Finding a good db modeling tool for MySQL back in the day was a major pain and always ate up a good chunk of my time. I think I’ve tried just about every db tool on the market. I used to be fond of MicroOLAP’s products. They could handle relatively large models and reminded me a little of the MS Access days. I was then excited about a designer named DBDesigner 4 which was lead by Michael Zinner. It was in its infancy but had enormous potential. Unfortunately, out of nowhere development had stopped on it for what seemed like a year with still many bugs. Shortly thereafter Michael Zinner emerged heading MySQL’s initiative to build a visual design tool named MySQL Workbench seen below.
MySQL Workbench

Now roughly 5 years later, I have to say Workbench is one hell of a design tool. Their stable release supports triggers, procedures, referential integrity, modeling notations, modeling tokens for naming conventions, forward & reverse engineering, db synchronization (paid SE version) and now with the latest Alpha release, SQL IDE for executing queries.

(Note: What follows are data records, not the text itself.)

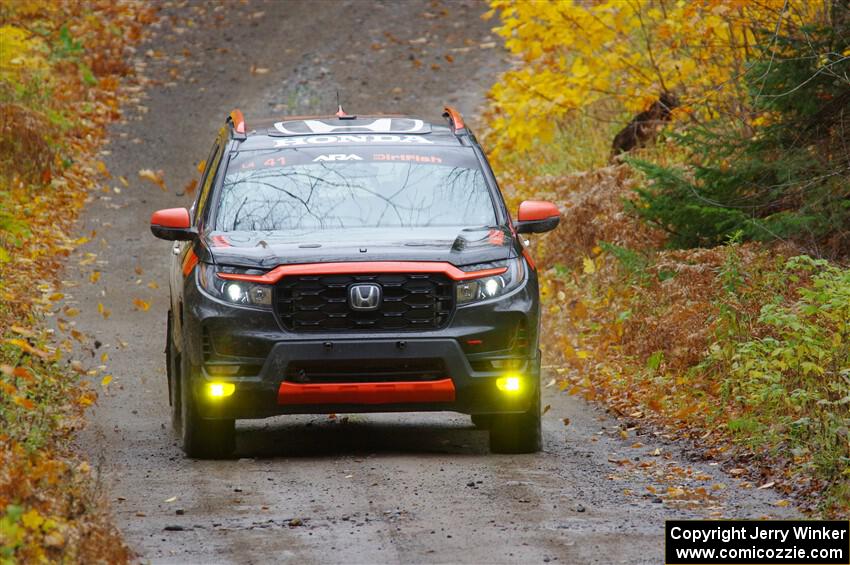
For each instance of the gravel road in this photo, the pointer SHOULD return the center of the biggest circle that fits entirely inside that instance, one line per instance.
(365, 489)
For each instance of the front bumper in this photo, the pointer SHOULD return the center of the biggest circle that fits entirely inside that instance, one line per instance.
(262, 395)
(218, 335)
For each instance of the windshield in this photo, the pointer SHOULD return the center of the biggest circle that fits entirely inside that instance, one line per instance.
(343, 188)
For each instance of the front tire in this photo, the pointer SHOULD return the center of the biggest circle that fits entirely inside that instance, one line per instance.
(517, 433)
(203, 438)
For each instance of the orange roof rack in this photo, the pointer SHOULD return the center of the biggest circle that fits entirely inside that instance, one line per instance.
(455, 119)
(238, 121)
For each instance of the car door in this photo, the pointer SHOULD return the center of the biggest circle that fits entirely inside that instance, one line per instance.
(183, 251)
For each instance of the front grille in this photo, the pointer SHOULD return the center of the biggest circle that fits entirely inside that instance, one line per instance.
(376, 370)
(319, 303)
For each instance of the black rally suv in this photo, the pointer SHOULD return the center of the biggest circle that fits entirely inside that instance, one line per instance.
(351, 264)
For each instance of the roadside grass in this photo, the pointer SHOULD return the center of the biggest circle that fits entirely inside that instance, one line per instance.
(742, 348)
(60, 71)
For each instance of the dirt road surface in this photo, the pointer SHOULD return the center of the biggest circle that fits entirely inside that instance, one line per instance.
(362, 489)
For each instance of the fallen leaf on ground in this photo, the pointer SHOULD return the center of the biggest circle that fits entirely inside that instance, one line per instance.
(155, 177)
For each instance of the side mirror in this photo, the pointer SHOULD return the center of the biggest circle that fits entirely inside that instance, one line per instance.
(537, 216)
(173, 224)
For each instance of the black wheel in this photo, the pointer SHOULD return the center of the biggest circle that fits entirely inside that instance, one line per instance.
(203, 438)
(517, 433)
(482, 421)
(172, 367)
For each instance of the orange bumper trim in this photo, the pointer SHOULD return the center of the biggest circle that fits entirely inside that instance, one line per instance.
(366, 393)
(363, 267)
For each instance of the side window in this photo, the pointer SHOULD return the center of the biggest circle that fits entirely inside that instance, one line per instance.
(207, 180)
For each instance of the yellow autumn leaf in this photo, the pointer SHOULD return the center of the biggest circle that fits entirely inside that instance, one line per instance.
(32, 520)
(155, 177)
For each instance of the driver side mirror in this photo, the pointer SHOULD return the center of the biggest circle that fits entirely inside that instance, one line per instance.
(173, 224)
(537, 216)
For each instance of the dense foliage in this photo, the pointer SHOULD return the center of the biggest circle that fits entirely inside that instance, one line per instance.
(739, 341)
(784, 174)
(61, 64)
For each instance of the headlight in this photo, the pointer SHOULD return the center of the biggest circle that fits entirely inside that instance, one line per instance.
(492, 287)
(236, 292)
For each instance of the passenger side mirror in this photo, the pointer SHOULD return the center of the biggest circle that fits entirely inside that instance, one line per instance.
(537, 216)
(173, 224)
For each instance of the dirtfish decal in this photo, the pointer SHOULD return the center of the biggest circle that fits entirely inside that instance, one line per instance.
(338, 157)
(330, 139)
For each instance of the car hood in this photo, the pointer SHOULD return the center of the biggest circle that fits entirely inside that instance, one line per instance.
(266, 250)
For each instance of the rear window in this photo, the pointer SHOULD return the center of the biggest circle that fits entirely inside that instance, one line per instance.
(309, 189)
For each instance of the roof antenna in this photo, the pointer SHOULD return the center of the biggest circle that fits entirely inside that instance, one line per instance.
(340, 113)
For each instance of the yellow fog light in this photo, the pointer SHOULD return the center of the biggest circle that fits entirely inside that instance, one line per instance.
(220, 390)
(509, 384)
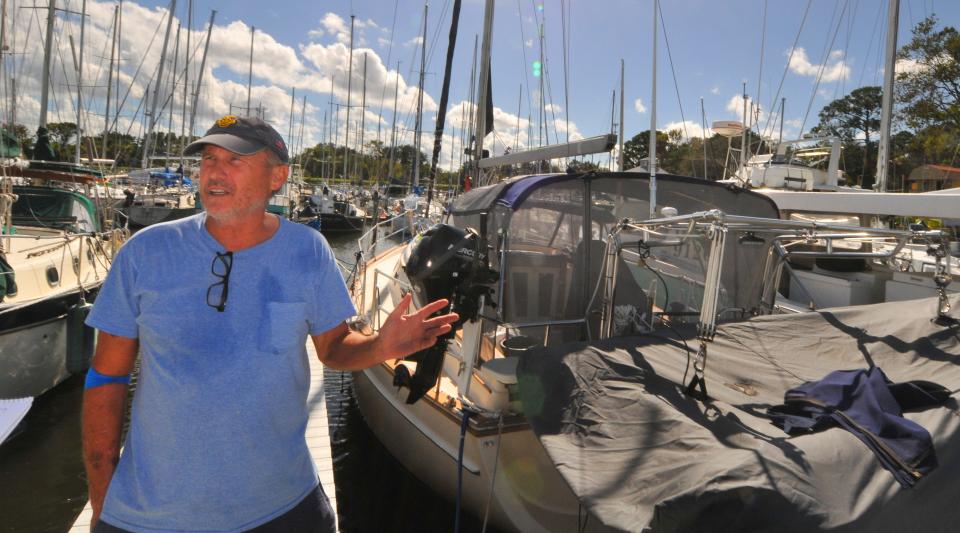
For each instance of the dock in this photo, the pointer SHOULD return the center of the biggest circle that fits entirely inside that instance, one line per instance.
(318, 440)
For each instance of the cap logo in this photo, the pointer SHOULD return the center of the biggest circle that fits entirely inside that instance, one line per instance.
(227, 121)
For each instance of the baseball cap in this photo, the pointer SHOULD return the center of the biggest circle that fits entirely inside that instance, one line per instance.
(241, 135)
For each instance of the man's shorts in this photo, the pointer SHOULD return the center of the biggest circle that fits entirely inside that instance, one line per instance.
(313, 514)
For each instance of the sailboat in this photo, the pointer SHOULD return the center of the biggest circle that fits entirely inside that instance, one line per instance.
(57, 245)
(576, 390)
(794, 177)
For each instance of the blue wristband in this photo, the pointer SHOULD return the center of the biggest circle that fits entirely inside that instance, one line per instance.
(96, 379)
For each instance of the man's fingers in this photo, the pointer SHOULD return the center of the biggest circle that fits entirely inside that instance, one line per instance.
(404, 304)
(449, 318)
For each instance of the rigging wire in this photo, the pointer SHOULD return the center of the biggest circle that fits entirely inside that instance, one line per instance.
(523, 67)
(383, 89)
(786, 68)
(823, 64)
(564, 7)
(676, 86)
(763, 42)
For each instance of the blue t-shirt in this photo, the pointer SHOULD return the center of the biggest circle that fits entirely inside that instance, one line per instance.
(216, 439)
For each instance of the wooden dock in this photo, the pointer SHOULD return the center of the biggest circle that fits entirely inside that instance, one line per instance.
(318, 440)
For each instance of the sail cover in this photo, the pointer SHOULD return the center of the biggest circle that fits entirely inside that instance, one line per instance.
(642, 456)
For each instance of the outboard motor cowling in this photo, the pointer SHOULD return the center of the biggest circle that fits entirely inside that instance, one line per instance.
(444, 262)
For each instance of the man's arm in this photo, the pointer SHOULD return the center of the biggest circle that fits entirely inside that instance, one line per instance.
(400, 336)
(103, 409)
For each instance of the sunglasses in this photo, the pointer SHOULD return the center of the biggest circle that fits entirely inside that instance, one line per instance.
(217, 293)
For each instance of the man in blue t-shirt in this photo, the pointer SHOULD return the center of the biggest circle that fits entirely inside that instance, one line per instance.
(219, 306)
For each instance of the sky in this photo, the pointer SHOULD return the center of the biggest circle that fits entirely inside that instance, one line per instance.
(809, 52)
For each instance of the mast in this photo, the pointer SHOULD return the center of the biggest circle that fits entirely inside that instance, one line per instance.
(331, 136)
(148, 143)
(743, 133)
(444, 95)
(250, 70)
(471, 129)
(703, 128)
(173, 85)
(482, 85)
(652, 157)
(363, 112)
(293, 103)
(203, 62)
(418, 123)
(393, 125)
(83, 26)
(303, 114)
(47, 47)
(620, 137)
(346, 132)
(186, 79)
(886, 102)
(106, 113)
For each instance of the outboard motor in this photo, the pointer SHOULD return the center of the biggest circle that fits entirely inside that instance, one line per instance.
(444, 262)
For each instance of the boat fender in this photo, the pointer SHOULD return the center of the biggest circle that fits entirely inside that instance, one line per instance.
(80, 338)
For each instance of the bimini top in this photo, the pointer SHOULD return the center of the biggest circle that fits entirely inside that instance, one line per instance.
(700, 194)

There are still quite a few tiny bugs in my opinion but none are show stoppers that would prevent you from using this tool in a production environment. There are versions for Linux, Windows and Mac. One thing you want to be careful with is trying to run this against a MySQL server on Windows whether it’s WAMP, XAMP or your own custom install. Due to the way Windows stores filenames compared to Unix, trigger names in the Information Schema lose their case sensitivity which throws the whole WB Synch method out of whack causing it to delete all your tables.

All in all, I’m pretty amazed at what this product has become and excited to see where the MySQL team continues to take it!